Comparison of multiple DNA dyes for real-time PCR: effects of dye concentration and sequence composition on DNA amplification and melting temperature

Abstract

The importance of real-time polymerase chain reaction (PCR) has increased steadily in clinical applications over the last decade. Many applications utilize SYBR Green I dye to follow the accumulation of amplicons in real time. SYBR Green I has, however, a number of limitations that include the inhibition of PCR, preferential binding to GC-rich sequences and effects on melting curve analysis. Although a few alternative dyes without some of these limitations have been recently proposed, no large-scale investigation into the properties of intercalating dyes has been performed. In this study, we investigate 15 different intercalating DNA dyes for their inhibitory effects on PCR, effects on DNA melting temperature and possible preferential binding to GC-rich sequences. Our results demonstrated that in contrast to the results of SYBR Green I, two intercalating dyes SYTO-13 and SYTO-82 do not inhibit PCR, show no preferential binding to GC rich sequences and do not influence melting temperature, T(m), even at high concentrations. In addition, SYTO-82 demonstrated a 50-fold lower detection limit in a dilution series assay. In conclusion, the properties of SYTO-82 and SYTO-13 will simplify the development of multiplex assays and increase the sensitivity of real-time PCR.

Figure 1.

Comparison of the threshold cycle (C_t) value obtained for six example dyes using the UB PCR to demonstrate the different characteristics of the dyes. The PCR inhibition factor was defined as the average slope for all three PCR products. (See also Supplementary Figure S1)

Figure 2.

Comparison of dye concentration versus T_m of the HIP amplicon for all four optical channels (A, B, C and D).

Figure 3.

Example of multiplex melting curve separation of two products with different concentrations of SYTO-82 (A and B) and SYBR Green I (C and D). The melting curves were for the pre-amplified multiplex PCR with both UC (144 bp, GC 51%, right peak) and HIP (149 bp, GC 37%, left peak) primers.

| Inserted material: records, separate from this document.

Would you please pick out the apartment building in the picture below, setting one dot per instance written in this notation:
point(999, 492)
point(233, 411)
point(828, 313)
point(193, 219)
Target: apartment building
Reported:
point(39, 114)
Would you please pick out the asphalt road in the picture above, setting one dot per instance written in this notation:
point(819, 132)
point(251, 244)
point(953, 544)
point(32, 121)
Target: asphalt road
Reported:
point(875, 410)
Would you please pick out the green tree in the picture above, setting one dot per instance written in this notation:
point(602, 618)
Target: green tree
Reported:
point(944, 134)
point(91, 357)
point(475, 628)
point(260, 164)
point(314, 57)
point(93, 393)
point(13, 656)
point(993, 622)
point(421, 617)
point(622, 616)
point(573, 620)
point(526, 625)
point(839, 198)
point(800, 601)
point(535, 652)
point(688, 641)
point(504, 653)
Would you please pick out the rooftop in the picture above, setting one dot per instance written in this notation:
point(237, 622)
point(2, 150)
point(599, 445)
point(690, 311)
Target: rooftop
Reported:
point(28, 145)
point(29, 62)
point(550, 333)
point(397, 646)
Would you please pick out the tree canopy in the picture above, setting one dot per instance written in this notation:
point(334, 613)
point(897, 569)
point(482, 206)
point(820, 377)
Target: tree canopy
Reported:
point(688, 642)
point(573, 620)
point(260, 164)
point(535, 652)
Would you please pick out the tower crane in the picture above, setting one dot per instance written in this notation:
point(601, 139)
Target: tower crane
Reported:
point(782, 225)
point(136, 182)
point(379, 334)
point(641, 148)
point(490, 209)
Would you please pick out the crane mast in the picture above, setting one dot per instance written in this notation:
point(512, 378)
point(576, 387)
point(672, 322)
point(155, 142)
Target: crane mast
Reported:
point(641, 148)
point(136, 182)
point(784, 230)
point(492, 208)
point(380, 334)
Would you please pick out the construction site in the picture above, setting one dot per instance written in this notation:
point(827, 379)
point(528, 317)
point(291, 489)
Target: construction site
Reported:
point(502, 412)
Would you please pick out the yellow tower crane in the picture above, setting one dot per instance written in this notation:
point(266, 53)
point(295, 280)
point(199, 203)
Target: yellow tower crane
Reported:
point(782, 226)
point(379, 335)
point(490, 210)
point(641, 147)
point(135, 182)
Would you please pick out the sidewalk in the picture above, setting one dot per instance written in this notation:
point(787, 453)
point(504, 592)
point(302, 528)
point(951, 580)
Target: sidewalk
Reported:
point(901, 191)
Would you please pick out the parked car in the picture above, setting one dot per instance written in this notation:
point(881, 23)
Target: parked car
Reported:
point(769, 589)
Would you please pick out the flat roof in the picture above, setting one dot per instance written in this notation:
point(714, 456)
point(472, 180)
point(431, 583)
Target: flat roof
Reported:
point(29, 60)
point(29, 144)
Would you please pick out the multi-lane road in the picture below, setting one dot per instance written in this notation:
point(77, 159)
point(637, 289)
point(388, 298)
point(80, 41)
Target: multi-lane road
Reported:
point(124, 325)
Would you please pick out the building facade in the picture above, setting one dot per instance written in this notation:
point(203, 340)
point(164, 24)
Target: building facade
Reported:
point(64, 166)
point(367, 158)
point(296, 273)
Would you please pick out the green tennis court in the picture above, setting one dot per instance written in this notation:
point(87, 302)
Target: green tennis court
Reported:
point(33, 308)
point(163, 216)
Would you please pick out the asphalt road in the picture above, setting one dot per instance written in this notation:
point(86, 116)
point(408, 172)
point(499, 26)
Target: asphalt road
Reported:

The height of the peak was calculated as the peak height from a baseline defined by the background and the height peak ratio is the ratio of the right peak divided by the left.

Figure 4.

Comparison of dye concentration versus the peak height ratio for a few selected dyes in the UC/HIP multiplex PCR reactions (For other dyes see also Supplementary Data Figure S3). The degree of preferential binding for the dyes (low, medium, or high) is indicated in the figure.

Figure 5.

The real-time PCR detection limit when using SYBR Green I and SYTO-82 was evaluated by the melting curve peak area. The HIP PCR was performed with a large gradient of template DNA ranging from 10⁶ to 50 copies of the C. jejuni DNA. For SYBR Green I the PCR product melting peak area was measured for both the dye concentrations of 2 and 0.2 μM.